When an immigrant applies for asylum in the United States — even after entering the U.S. unlawfully — the person is supposed to be released until there is a hearing on the case, according to Carl Shusterman, an immigration attorney based in Los Angeles. If immigration authorities deem it doubtful that the person will appear for the hearing, a bond should be set for his or her release, the attorney added.
Human rights and immigration advocacy groups have condemned the detention of women and children asylum seekers. Many have also criticized conditions at Immigration and Customs Enforcement (ICE) detention centers as unfit for families.
Peter Schey, executive director of the Center for Human Rights and one of the attorneys who brought the suit, said federal officials "know they're in violation of the law."

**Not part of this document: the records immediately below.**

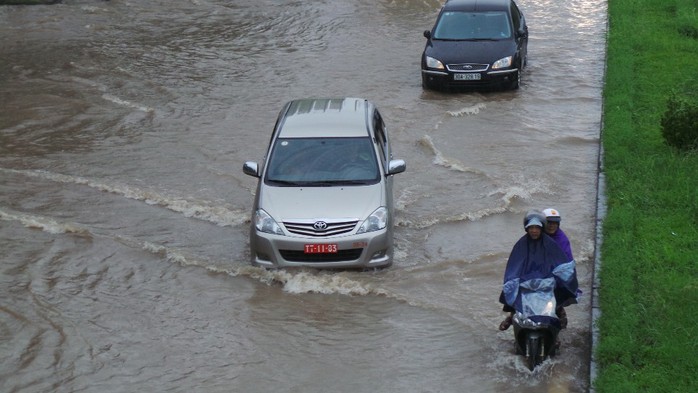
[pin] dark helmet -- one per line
(534, 217)
(552, 215)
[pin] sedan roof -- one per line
(325, 117)
(477, 5)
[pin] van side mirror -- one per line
(396, 166)
(251, 168)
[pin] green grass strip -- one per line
(649, 277)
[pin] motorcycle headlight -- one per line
(433, 63)
(376, 221)
(502, 63)
(264, 223)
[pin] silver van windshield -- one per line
(322, 162)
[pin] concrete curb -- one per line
(596, 282)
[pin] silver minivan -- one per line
(325, 192)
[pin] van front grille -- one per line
(320, 228)
(339, 256)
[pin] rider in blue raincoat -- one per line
(537, 255)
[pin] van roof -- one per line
(325, 117)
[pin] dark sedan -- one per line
(475, 43)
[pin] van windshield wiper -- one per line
(287, 183)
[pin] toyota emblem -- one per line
(320, 225)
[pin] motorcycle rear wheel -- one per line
(534, 349)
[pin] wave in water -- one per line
(201, 210)
(449, 163)
(44, 223)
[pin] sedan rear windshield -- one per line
(322, 162)
(454, 25)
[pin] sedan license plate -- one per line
(320, 248)
(471, 76)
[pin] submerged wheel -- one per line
(514, 84)
(534, 352)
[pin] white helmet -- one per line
(552, 215)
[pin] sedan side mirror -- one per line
(251, 168)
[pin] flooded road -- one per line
(124, 211)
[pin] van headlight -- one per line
(434, 63)
(264, 223)
(502, 63)
(376, 221)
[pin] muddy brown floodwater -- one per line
(124, 210)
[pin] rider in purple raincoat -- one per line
(537, 255)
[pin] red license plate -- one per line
(320, 248)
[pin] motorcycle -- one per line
(536, 325)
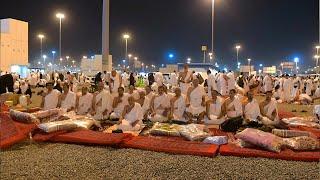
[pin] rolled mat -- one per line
(314, 131)
(91, 137)
(171, 146)
(10, 134)
(287, 154)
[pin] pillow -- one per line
(261, 139)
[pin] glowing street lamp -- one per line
(41, 37)
(60, 16)
(238, 47)
(126, 37)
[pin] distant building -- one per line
(93, 65)
(13, 46)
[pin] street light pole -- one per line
(60, 16)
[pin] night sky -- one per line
(268, 30)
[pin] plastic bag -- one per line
(193, 133)
(218, 140)
(289, 133)
(23, 117)
(162, 129)
(303, 143)
(261, 139)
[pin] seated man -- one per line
(68, 99)
(233, 105)
(252, 114)
(144, 103)
(134, 93)
(50, 98)
(196, 102)
(84, 102)
(131, 118)
(118, 104)
(101, 103)
(269, 110)
(178, 106)
(215, 109)
(160, 106)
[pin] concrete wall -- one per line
(13, 43)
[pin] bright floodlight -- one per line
(126, 36)
(41, 36)
(60, 15)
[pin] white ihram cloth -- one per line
(252, 110)
(211, 84)
(115, 83)
(51, 100)
(234, 109)
(287, 87)
(269, 109)
(103, 102)
(185, 86)
(231, 82)
(195, 99)
(214, 113)
(267, 83)
(179, 107)
(85, 104)
(164, 102)
(69, 101)
(117, 111)
(134, 115)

"They are holding children in unsafe facilities. It's that simple," Schey told The Associated Press. "It's intolerable, it's in humane, and it needs to end, and end sooner rather than later."

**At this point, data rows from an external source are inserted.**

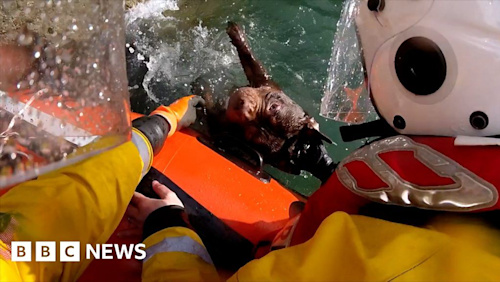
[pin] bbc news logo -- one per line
(69, 251)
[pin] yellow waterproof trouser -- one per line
(84, 202)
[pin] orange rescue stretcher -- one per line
(232, 203)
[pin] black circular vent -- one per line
(420, 66)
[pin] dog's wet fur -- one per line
(264, 116)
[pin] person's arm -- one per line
(174, 252)
(150, 132)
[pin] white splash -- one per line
(150, 9)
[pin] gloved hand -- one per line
(181, 113)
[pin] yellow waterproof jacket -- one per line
(344, 248)
(84, 202)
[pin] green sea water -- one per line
(292, 38)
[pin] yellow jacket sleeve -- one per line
(177, 254)
(358, 248)
(84, 203)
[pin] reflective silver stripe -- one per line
(183, 244)
(469, 192)
(144, 150)
(46, 122)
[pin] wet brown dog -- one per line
(263, 115)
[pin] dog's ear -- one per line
(313, 128)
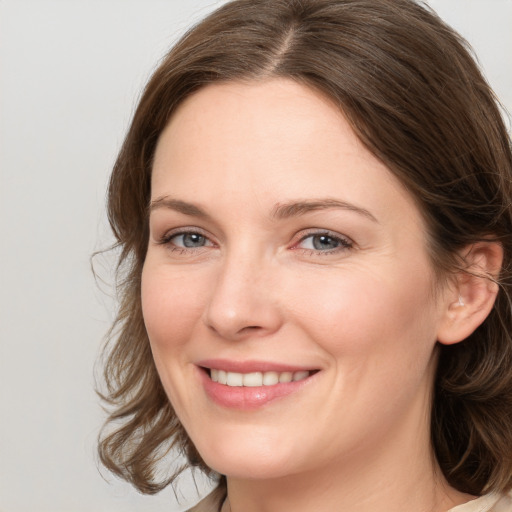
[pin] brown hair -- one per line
(413, 94)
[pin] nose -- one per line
(243, 301)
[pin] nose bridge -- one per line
(241, 301)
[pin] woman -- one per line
(313, 206)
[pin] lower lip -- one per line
(248, 398)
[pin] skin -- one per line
(365, 313)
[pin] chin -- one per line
(254, 460)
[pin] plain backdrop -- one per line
(70, 74)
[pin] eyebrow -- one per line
(280, 211)
(179, 206)
(296, 208)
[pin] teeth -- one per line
(255, 379)
(300, 375)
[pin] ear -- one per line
(470, 299)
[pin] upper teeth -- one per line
(256, 378)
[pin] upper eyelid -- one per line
(297, 238)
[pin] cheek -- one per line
(172, 305)
(361, 312)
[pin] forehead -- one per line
(269, 142)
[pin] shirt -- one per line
(487, 503)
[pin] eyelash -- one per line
(344, 243)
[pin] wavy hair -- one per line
(412, 92)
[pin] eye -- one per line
(186, 240)
(325, 242)
(189, 240)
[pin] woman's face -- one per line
(280, 249)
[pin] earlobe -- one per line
(471, 298)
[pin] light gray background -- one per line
(70, 74)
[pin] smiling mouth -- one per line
(257, 379)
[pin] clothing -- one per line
(488, 503)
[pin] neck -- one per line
(395, 474)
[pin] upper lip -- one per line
(229, 365)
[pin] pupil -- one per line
(324, 242)
(193, 240)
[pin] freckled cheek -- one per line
(172, 306)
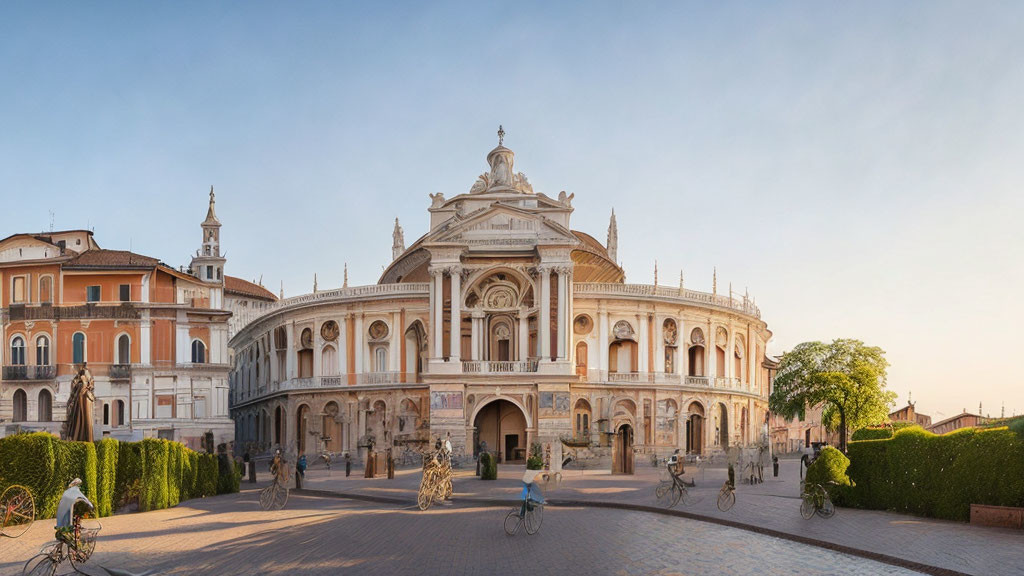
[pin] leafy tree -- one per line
(846, 376)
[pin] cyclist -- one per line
(66, 511)
(529, 490)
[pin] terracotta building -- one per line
(154, 337)
(503, 324)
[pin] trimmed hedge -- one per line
(156, 472)
(937, 476)
(107, 455)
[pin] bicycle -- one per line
(815, 499)
(17, 511)
(674, 487)
(530, 512)
(75, 545)
(274, 496)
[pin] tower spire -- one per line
(612, 244)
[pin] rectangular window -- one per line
(18, 296)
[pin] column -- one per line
(544, 326)
(438, 318)
(475, 334)
(562, 311)
(682, 364)
(358, 344)
(397, 333)
(456, 331)
(602, 341)
(290, 353)
(642, 342)
(523, 335)
(343, 346)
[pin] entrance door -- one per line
(622, 452)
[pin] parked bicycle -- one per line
(17, 510)
(530, 511)
(815, 499)
(672, 488)
(274, 496)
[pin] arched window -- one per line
(199, 352)
(42, 351)
(45, 406)
(78, 347)
(46, 289)
(329, 361)
(124, 350)
(20, 406)
(17, 352)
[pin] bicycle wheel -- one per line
(726, 498)
(662, 490)
(17, 509)
(678, 493)
(281, 497)
(827, 509)
(266, 497)
(807, 506)
(40, 565)
(512, 522)
(424, 498)
(535, 517)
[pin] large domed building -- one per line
(503, 325)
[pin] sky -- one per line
(856, 166)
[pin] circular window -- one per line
(583, 325)
(330, 330)
(378, 330)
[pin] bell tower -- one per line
(208, 264)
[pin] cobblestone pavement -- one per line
(229, 535)
(773, 504)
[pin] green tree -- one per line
(846, 376)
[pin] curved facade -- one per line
(504, 325)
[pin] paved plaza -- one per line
(229, 535)
(321, 533)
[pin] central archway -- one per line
(503, 425)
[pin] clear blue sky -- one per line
(856, 165)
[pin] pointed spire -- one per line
(612, 244)
(211, 213)
(397, 241)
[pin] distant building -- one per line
(909, 414)
(963, 420)
(155, 338)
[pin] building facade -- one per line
(503, 325)
(155, 338)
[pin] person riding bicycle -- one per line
(530, 490)
(66, 511)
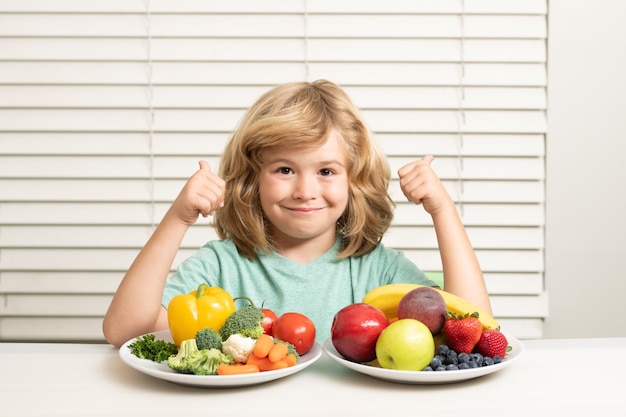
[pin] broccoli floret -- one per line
(206, 361)
(191, 360)
(179, 361)
(208, 338)
(290, 348)
(147, 347)
(246, 321)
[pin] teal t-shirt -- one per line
(318, 289)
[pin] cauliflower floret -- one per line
(239, 347)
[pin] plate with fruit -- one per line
(419, 335)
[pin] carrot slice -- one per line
(278, 352)
(263, 345)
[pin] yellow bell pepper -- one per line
(205, 307)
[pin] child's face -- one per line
(304, 191)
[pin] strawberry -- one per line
(492, 343)
(462, 331)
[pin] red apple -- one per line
(355, 330)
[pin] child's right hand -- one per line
(202, 194)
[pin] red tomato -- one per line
(297, 329)
(268, 320)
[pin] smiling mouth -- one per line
(304, 210)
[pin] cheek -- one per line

Justice Department attorneys did not immediately reply to messages seeking comment on the ruling.
The new lawsuit was brought on by new major detention centers for women and children in Texas that are overseen by the U.S. government but are managed by private prison operators. Together they have recently held more than 2,000 women and children between them after a surge of tens of thousands of immigrants from Central America, most of them mothers with children, many of whom claimed they were fleeing gang and domestic violence back home.
The Justice Department had argued it was necessary to modify the settlement and use detention to try to deter more immigrants from coming to the border after last year's surge and it was an important way to keep families together while their immigration cases were being reviewed, but the judge rejected that argument in Friday's decision.
Gee gave the Department of Justice one week to show cause why she should not enter an injunction that would require the government to comply with the ruling within 90 days.
Since the tentative ruling in April, ICE has vowed to make the facilities more child-friendly and provide better oversight.